In ihrer Ferienwohnung seien sie unabhängig, was von Vorteil sei. Es gebe zwar Einschränkungen und Spielgeräte könnten nicht genutzt werden, aber sie seien viel draußen und im Tal gebe es keine großen Menschenansammlungen. Von Nachteil sei der schlechte Mobilfunkempfang im Tal, sodass es schwieriger sei, Ausflüge zu planen.
Ferienhof Scherer in Unterhomberg ist voll ausgelastet
In Unterhomberg betreibt die Familie Scherer einen Ferienhof mit sieben Ferienwohnungen und sechs Gruppenwohnungen. „Im Moment sind wir voll ausgelastet. Wir haben viele Stammgäste und es fragen viele Familien recht kurzfristig nach“, erklärt Albert Scherer. Ihnen müsse er dann leider eine Absage erteilen. Die Besuche von Gruppen von Behinderteneinrichtungen, Werkstätten und Schulen liefen langsam wieder an; aber es kämen nur die, die sich bereits Anfang des Jahres angemeldet hätten. „So ein Jahr möchte ich nicht noch einmal erleben, mit so vielen Stornierungen und unglaublicher Büroarbeit“, betont Scherer, der im Gesamtjahr mit einem Einbruch von 25 Prozent rechnet.
Lebenshilfe mit vier Gruppen zu Besuch
Jasmin Rüb aus Schwäbisch-Gmünd ist gerade mit vier Gruppen von der Lebenshilfe auf dem Ferienhof eingetroffen. „Bis vor vier Wochen wussten wir nicht, ob wir hierher reisen dürfen, weil die Geschäftsführung wegen Corona unsicher war.“ Seit März dürften die Menschen mit Behinderung nicht mehr arbeiten und müssten rund um die Uhr betreut werden.
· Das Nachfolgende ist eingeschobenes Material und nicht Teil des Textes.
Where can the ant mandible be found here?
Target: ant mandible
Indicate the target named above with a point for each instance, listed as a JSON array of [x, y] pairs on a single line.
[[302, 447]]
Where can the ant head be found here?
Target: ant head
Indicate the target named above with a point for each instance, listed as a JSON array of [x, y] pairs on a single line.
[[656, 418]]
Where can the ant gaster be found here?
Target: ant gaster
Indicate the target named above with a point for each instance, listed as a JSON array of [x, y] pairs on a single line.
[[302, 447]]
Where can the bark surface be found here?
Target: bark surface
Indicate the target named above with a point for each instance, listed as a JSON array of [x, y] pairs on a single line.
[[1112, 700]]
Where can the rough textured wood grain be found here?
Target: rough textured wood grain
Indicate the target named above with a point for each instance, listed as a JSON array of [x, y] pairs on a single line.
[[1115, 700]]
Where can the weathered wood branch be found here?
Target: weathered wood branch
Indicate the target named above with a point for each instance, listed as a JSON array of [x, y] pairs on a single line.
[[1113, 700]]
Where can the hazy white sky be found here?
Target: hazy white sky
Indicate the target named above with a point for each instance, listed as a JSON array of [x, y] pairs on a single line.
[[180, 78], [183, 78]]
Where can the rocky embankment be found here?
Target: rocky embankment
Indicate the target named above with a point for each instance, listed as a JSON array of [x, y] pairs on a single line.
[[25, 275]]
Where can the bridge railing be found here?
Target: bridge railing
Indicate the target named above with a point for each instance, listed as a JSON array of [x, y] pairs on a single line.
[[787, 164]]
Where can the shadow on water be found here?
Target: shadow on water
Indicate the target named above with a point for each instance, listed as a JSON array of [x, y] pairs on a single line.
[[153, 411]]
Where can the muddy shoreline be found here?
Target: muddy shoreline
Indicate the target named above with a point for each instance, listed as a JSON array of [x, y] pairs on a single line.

Sie würden gern arbeiten und nun fehle die Struktur im Tagesablauf. Jetzt plane die Gruppe schon eifrig, was man alles in Deggenhausertal und der Umgebung unternehmen will.
Ferienhof Hermannshöhe: Alle Ferienwohnungen sind belegt
Auf dem Ferienhof Hermannshöhe sind alle acht Ferienwohnungen belegt. „Wir haben jetzt relativ viele Gäste, die das erste Mal hier sind. Im Herbst bis in die erste Oktoberwoche kommen dann überwiegend Stammgäste“, erklärt Betreiberin Martina Praster. Es habe Fälle gegeben, dass Buchungen storniert werden mussten, weil jemand arbeitslos geworden sei und sich den Urlaub nicht mehr habe leisten können.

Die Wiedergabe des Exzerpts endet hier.